Argo AI, one of the leading companies developing robo-taxis, shut down in October. Some companies have taken a hit in the public markets, bringing the specter of delisting from stock exchanges. In 2022, two major crashes have raised new concerns about overall safety.
Some companies see a way through this valley of disillusionment — companies with the right “combination of capabilities, capital and technology” are “going to succeed,” says CEO and co-founder of Aurora Innovation said Chris Urmson at the Automotive News Congress in Detroit last week. .
But other companies are looking for exit ramps. Automakers such as Ford Motor Co. are looking to recoup some of their larger investments in self-driving cars by leveraging the technology underlying conditional self-driving.
Rather than trying to jump into Level 4, where humans are not involved in the driving process, Ford is one automaker focused on commercializing what automotive engineers call Level 3 automation. CEO Jim Farley said at his Automotive News Congress that there is a lot of value to unlock.

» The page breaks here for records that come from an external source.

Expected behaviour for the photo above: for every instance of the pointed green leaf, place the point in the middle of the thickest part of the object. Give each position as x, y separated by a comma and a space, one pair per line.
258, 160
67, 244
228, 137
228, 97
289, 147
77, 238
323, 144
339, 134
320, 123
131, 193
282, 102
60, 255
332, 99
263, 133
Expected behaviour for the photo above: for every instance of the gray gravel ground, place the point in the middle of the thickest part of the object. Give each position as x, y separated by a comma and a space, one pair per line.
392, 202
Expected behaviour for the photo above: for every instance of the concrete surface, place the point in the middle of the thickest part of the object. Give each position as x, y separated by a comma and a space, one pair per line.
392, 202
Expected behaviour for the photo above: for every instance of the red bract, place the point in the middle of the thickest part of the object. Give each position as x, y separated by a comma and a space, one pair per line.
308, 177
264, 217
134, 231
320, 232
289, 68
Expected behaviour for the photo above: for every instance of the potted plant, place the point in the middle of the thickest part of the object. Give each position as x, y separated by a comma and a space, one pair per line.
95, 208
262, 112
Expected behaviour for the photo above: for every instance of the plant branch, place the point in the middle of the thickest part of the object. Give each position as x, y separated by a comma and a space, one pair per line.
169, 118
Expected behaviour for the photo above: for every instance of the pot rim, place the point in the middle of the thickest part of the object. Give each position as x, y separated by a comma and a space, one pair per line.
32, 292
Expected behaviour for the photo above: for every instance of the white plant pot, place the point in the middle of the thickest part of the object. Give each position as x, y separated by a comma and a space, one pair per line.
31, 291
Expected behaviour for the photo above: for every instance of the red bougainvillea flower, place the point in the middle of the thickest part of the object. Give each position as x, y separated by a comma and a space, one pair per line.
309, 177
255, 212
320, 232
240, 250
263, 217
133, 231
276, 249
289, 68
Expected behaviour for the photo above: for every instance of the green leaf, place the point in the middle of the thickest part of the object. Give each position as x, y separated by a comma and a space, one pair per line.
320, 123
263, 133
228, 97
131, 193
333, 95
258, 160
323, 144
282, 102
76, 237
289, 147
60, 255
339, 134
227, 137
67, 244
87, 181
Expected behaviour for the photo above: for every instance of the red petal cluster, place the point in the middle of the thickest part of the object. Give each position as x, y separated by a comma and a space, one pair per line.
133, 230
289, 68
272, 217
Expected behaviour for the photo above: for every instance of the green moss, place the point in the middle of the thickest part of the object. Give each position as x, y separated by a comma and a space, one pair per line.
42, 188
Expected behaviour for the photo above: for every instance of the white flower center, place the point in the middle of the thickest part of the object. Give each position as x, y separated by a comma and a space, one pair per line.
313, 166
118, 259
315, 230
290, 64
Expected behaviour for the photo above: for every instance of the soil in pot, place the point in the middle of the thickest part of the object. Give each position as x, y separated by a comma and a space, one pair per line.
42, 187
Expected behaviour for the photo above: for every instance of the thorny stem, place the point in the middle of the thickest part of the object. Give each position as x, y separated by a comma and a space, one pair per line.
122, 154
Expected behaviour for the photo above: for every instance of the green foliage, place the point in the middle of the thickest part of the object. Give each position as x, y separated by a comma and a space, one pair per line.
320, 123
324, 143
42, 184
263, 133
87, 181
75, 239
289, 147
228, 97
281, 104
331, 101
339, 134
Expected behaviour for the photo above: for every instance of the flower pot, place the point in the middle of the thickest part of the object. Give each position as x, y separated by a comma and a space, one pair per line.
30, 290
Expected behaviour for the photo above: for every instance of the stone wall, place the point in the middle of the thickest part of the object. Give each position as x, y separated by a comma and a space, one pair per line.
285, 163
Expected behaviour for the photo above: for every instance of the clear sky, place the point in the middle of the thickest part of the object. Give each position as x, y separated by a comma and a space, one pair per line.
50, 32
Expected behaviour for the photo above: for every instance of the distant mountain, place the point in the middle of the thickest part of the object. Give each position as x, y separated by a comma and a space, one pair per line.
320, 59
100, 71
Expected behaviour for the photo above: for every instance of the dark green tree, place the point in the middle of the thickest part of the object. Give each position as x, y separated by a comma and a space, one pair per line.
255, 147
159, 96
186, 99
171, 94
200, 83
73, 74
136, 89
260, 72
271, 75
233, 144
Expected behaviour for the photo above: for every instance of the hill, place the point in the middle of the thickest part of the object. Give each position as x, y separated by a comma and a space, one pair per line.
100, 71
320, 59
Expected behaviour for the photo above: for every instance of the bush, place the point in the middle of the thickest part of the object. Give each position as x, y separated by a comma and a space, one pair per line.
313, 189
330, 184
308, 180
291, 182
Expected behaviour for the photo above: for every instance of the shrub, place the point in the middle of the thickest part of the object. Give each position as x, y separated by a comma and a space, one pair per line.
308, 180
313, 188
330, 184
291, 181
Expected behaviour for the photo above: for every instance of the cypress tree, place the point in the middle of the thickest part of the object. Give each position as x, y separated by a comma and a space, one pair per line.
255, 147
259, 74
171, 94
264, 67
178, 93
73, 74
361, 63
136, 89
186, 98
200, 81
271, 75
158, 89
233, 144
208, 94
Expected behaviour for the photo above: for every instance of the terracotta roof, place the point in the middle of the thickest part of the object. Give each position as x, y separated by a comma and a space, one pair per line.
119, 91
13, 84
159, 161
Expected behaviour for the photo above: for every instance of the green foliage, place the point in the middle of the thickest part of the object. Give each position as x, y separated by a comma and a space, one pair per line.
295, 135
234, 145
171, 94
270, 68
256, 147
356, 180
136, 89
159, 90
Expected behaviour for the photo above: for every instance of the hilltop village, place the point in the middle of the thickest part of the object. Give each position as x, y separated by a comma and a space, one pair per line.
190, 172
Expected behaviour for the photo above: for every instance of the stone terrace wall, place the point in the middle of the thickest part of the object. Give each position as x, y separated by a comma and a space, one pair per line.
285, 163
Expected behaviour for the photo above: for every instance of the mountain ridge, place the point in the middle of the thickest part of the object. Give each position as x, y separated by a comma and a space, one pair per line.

“People are willing to pay a lot of money for it and they are willing to let their stress out by taking their hands off the wheel,” he said. “And back in the day? Incredible. We’ll never see pricing power like when Level 3 was democratized.”
Level 3 automation systems can provide human drivers with magical moments that are elusive in self-driving technology. Take your hands off the wheel, take your attention off the road, read a book or watch YouTube.
Crossing the threshold from Level 2 to Level 3 constitutes a giant leap. Level 3 systems, like many of today’s driver assistance systems already in production, do more than actively control driving. Taking it a step further, once highway driving is possible, the system itself will be responsible for steering the vehicle, though a human may need to regain control in the event of complications.
But be aware that before Level 3 full hype arrives in marketing these new systems, they bring a new round of complexity and unanswered questions of their own.
Among them, what if a situation arises and the human driver does not respond to prompts to regain control? Redundant equipment is needed to ensure that the car can move safely to a stop. Can those cars pull off the road or stop in the driving lane? do you
Predicting a series of cascading questions is easy.